Montagem sobre foto Satiro Sodre/Divulgação CBDA
Por Elói Silveira

Considerada por especialistas como um prodígio da natação brasileira anos atrás, a paulista Poliana Okimoto provou no último mês de agosto que pode render frutos ao país nos Jogos Pan-americanos do Rio de Janeiro, em 2007. Mas ao contrário do que muitos esperavam, a nadadora deve entrar como uma das maiores favoritas na Maratona Aquática, prova que abre a competição, em 14 de julho, e tem sua primeira participação em competição deste nível.

Tudo isso graças ao excelente resultado obtido por ela no último mês de agosto. No Mundial da categoria, disputado em Nápoles, na Itália, ela entrou desacreditada, mas saiu com duas medalhas de prata, nos 5km e nos 10km, perdendo apenas para a russa Larisa Ilchenko e ficando bem à frente das principais adversárias em nível pan-americano. Na distância mais longo, o feito é ainda mais heróico levando-se em conta que ela nadou com o tímpano rompido por uma cotovelada na largada.

Animada com a ascensão, Okimoto falou à GE.Net sobre seus planos futuros, admitiu ter aumentado seus objetivos para as próximas competições e garantiu que ainda não pensa em largar as piscinas. Pelo contrário, como ainda tem conseguido “resultados satisfatórios nos 800m”, prova em que sustenta o segundo melhor tempo do país no ano, quer mesclar as duas modalidades e concretizar um sonho: estar presente nos dois esportes no Pan de 2007.
Foto: Satiro Sodre/Divulgação CBDA

Gazeta Esportiva.Net - Como foi a disputa do Mundial de Maratonas Aquáticas e as conquistas das medalhas nos 5km e 10km?

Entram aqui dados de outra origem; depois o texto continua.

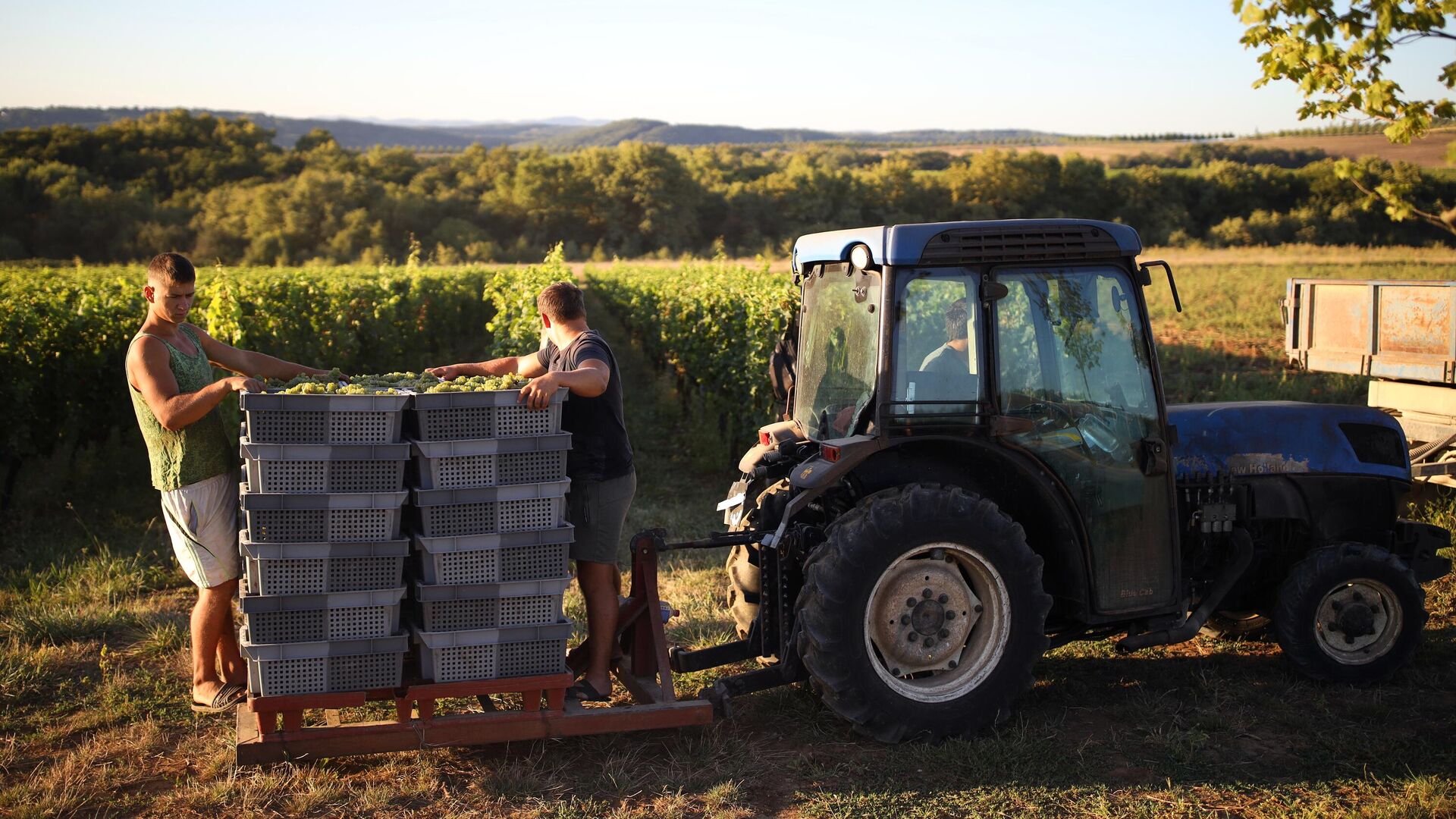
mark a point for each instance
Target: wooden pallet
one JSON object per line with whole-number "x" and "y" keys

Você foi para a Itália pensando em algo tão bom?
Poliana Okimoto -
Não, foi uma grande surpresa. Ninguém esperava o resultado, nem eu, nem meu técnico, minha família, nem os dirigentes que estavam lá. As (nadadoras) européias também estranharam ao ver uma sul-americana no pódio, principalmente na prova dos 5km. Foi minha primeira participação internacional em maratonas e cheguei sem saber o que esperar e fazer. Meu objetivo era melhorar a marca do Brasil, que tinha sido o 15º lugar. Era para entrar entre as dez, pensando nas Olimpíadas, em ver quem eram as melhores. Mas quando ganhei as medalhas fiquei emocionada.

GE.Net - A inexperiência, inclusive, foi um problema na largada dos 10km. Como foi o momento em que levou a cotovelada e o que você sentiu na hora?
Poliana -
A hora da largada é a mais crítica. Muita gente, todo mundo querendo ocupar o mesmo espaço. E pela minha falta de experiência na prova, aconteceu a pancada. Não soube me proteger. Senti muita dor na hora, fiquei meio tonta, mas não pensei em desistir. Era a largada, estava meio fria, mas a partir do momento que aqueci, parei de pensar na dor e fui melhorando.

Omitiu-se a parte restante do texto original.